Seyyid Hasan Nasrullah'ın geçen günkü konuşmasında göze
çarpan eksen hususlardan biri, İran İslam Cumhuriyeti'nin bölgesel ortaklarını
desteklemesine vurgusuydu. Esasında büyük
güçlerin belli başlı özelliklerinden biri de bölgesel ortaklara sahip
olmalarıdır. Bu ortaklar ise destek
aldığı ülkelerin çıkarlarını ve güvenliğini savunabilirler. Kuşkusuz İran İslam Cumhuriyeti Batı Asya
bölgesinde büyük bir güçtür. Bu etkin
güç ortaklarının çıkarlarını ve güvenliğini her halükarda göz önünde bulundurmaktadır. Başka bir ifade ile İran İslam Cumhuriyeti ve
bölgesel ortakları karşılıklı ilişkileri güçlü bir şekilde sürmektedir.

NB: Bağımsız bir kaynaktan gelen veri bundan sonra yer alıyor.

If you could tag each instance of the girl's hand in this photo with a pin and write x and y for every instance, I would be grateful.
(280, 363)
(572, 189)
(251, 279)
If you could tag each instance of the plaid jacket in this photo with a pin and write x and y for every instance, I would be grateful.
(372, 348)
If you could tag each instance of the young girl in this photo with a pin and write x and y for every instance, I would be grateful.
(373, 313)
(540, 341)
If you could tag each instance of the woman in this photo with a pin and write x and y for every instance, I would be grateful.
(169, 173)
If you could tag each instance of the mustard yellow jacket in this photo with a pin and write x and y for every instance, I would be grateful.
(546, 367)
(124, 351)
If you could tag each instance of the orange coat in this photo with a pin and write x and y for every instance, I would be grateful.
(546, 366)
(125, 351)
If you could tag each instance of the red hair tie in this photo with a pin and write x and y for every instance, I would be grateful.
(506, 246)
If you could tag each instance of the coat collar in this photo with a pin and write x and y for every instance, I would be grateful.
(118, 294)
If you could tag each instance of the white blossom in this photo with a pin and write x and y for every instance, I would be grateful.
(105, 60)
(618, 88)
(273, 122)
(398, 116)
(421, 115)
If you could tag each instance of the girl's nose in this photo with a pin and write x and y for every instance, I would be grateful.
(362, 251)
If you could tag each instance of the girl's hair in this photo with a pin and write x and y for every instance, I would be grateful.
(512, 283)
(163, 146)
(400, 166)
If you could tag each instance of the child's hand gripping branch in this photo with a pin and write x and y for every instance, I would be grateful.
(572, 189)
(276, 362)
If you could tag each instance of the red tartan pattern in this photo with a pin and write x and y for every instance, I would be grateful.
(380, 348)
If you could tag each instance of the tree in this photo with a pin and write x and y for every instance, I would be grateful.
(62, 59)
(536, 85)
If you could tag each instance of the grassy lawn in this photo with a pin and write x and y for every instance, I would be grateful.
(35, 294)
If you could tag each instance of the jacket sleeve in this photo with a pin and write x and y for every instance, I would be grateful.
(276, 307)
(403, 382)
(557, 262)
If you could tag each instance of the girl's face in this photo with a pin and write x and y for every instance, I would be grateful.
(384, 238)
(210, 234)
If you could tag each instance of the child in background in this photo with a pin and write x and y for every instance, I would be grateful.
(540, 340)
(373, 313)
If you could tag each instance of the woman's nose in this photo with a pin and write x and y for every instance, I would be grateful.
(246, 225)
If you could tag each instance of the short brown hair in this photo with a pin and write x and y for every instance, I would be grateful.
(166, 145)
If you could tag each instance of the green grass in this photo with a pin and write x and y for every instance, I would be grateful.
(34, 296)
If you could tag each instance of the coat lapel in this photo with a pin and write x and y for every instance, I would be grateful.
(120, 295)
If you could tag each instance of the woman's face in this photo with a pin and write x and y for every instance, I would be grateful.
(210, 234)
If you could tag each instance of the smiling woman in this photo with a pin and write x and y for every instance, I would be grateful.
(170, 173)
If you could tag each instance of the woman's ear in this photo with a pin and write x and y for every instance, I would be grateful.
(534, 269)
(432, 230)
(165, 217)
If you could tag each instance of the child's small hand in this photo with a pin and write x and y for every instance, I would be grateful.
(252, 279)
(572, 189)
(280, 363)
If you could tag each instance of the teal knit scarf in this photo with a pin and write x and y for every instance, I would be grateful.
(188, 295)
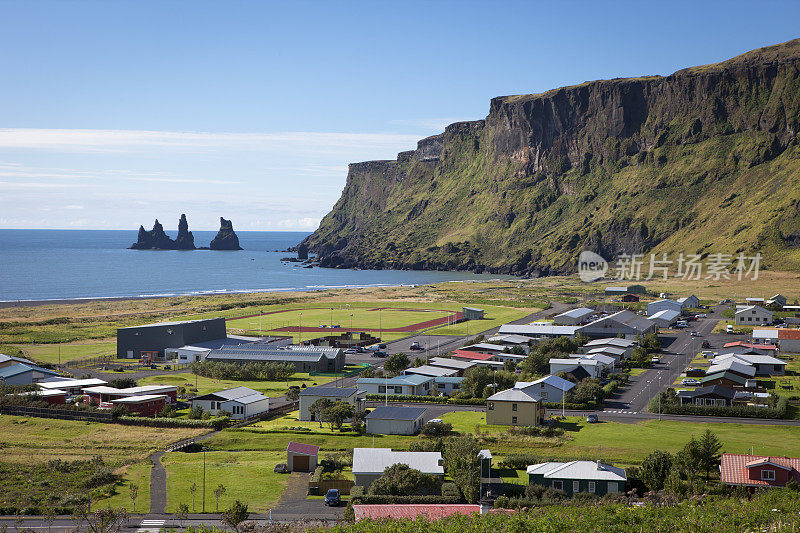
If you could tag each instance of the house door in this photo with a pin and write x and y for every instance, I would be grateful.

Bu doğrultuda Seyyid Hasan Nasrullah geçen akşam
konuşmasında şöyle bir açıklamada bulundu: "İran İslam Cumhuriyeti
Siyonist Rejim İsrail'in Lübnan'a karşı savaşı sırasında Saddam'ın İran'a
dayattığı savaşa rağmen, Direnişi ve Lübnan'ı unutmadı ve Suriye savaşında da bu
ülke halkı ve devletini destekledi."
Lübnan Hizbullah Hareketi Genel Sekreterinin konuşmalarının
bir başka önemli ekseni de, direniş
ekseninin komutanlarının şehit düşmesi ve suikasta uğraması ile hareketine
devam edeceğine yaptığı vurgu idi.
Gerçekte şehadet ve şehit düşmek zaten direniş eksenin önemli
değerlerden biridir.
Direniş komutanları ölümden korkmuyorlar tam tersi tam istek
ile Allah yolunda ve İslam yolunda şehadete kucak açarlar. Şehadetin önemli işleyişi de direniş
eksenini güçlenmeye yöneltmesidir.
Lübnan Hizbullah Hareketi lideri Seyyid Hasan Nasrullah bu hususta
direniş ekseninin direniş komutanlarının şehadeti olaylarını geride bıraktığını
belirterek şöyle bir vurguda bulundu:" Direniş Ekseni, bir komutanı
kaybettiğinde daha güçlü, daha ciddi ve uyanık oluyor. "
Seyyid Hasan Nasrullah'ın açıklamaları Şehit Süleymani'nin
hayatta olan General Süleymani'den daha tehlikeli olduğunu göstermektedir. Ancak
Amerika, Siyonist Rejim İsrail ve kimi Arap ülkelerin bunu anlayamadığı
görülüyor. Onlar direniş ekseni komutanlarını şehit düşürme yönünde stratejik
hatalar yaparak bunu gösterdiler. Seyyid
Hasan Nasrullah'ın tabiri ile Amerikalılar General Kasım Süleymani şehadeti ile
direniş ekseni kolları arasındaki bağları keseceğini düşünüyorlardı. Ancak bu
durum gerçekleşmedi.
Şehit Kasım Süleymani ve Ebu Mehdi Mühendis'in şehadetinin
önemli sonuçlarından biri de, Amerikan
güçlerinin bölgeden atılması idi. Şehit
Kasım Süleymani ve Ebu Mehdi Mühendis’in suikastla şehit düşürülmesinin ardından
Amerikalıların bölgeden atılması son dönemde direniş ekseni ve bölge
milletlerinin eksen talepleri arasına yerleştirildi. Bu yüzden Seyyid Hasan Nasrullah da geçen
akşam konuşmalarında şöyle bir açıklamada bulundu: "Direniş Ekseni
komutanlarının şehadeti olmasaydı, Amerikan güçlerinin bölgeden atılması da
bölge milletlerinin şiarına dönüşmezdi."
Nihayet, direnişin Amerika emperyalizmi, Arap ülkeler ve
Siyonist Rejim uzlaşmasına karşı gelmesinin, General Kasım Süleymani ve Ebu
Mehdi Mühendis'in şehit olmasının ardından yeni bir aşamaya ayak bastığı
söylenebilir. Seyyid Hasan Nasrullah'ın konuşmasının özü de bu yönde idi. Terör ve panik havası, direnişi
durduramayacak, aksine azmini daha da artıracaktır.